With the rapid growth of the internet and the vast business which is handled over the web it is not surprising that security has become an inevitable topic for any software developer these days.
Unfortunately security and in particular cryptography is a complex science on its own. It is very difficult to get it right and extremely easy to get it wrong.
As a developer I personally find the topic very interesting and challenging and therefore strive to understand the concepts of cryptography more than just the bare minimum.
With this in mind I would like to break down one of the most important cryptographic algorithms which is used in modern web development nowadays: Asymmetric encryption with RSA.
While modern cryptology has a long history dating back to AD 800, asymmetric encryption is only a very recent discovery starting in the mid-70s.
Previously every symmetric encryption algorithm had the fundamental problem of the secret key distribution.

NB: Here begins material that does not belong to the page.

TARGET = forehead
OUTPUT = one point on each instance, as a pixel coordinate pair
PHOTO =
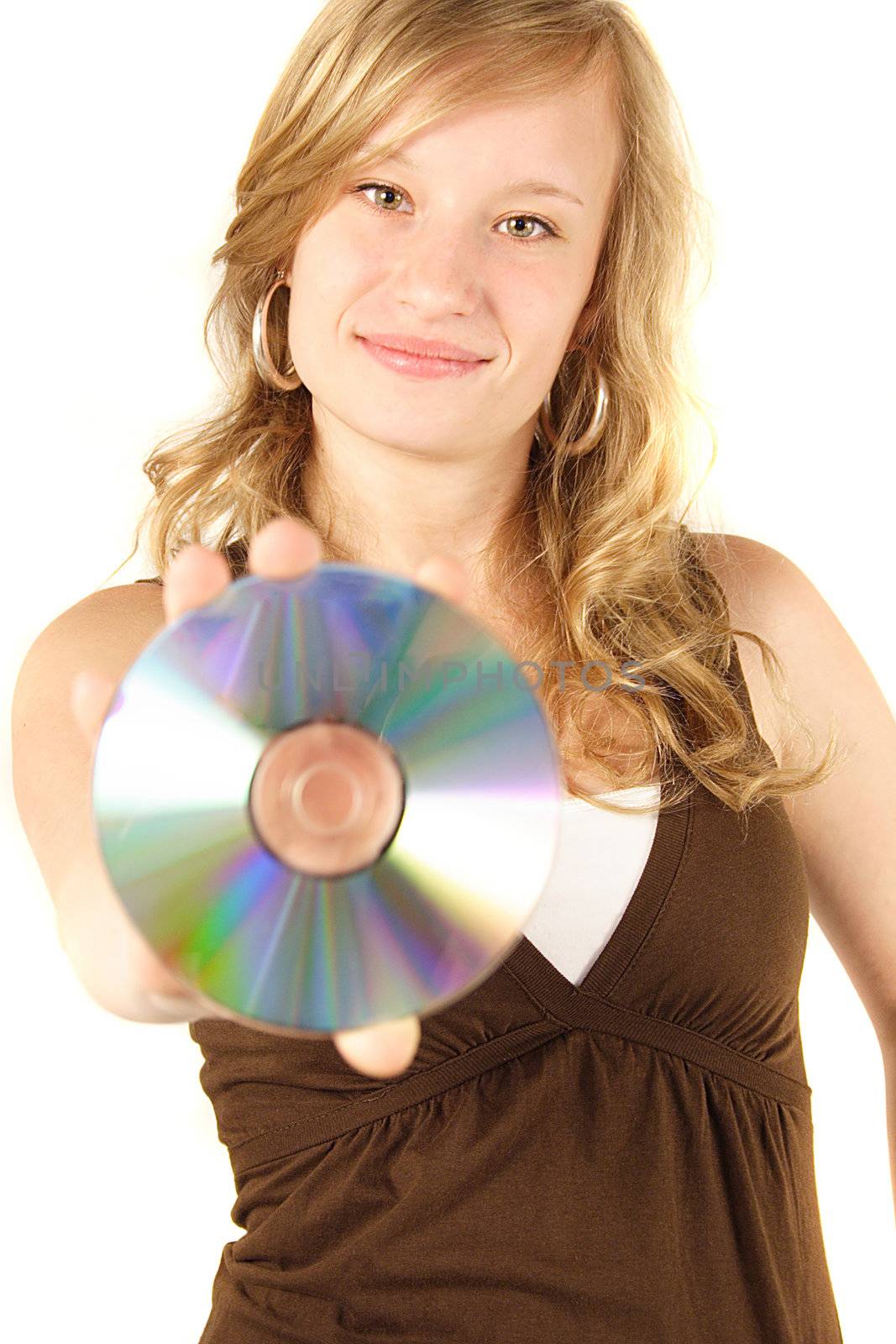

Two parties had to find a way to share a secret key via an insecure channel before they could successfully exchange private messages.
Only in 1977 (a year after Whitfield Diffie and Martin Hellman introduced the Diffie-Hellman key exchange algorithm) three scientists, Ron Rivest, Adi Shamir and Leonard Adleman, succeeded in inventing the first publicly known asymmetric encryption algorithm named RSA. Back then GCHQ, a UK intelligence agency has independently developed the first public key algorithm in 1973 and 1974, but this was kept secret until the mid 80s.
Before cracking down the RSA algorithm I would like to scratch on some basics, which are essential to understand the nature of RSA.
Public-key encryption, as opposed to secret-key encryption, consists of a pair of keys - the public key which is used to encrypt a message and the private key, which is subsequently used to decrypt the cipher message.
Each private key has only one matching public key. A message encrypted with the public key can only be decrypted with the related private key.
Alice, Bob and Eve
Alice and Bob want to communicate privately and Eve wants to eavesdrop. Both, Alice and Bob have their individual public and private key pair.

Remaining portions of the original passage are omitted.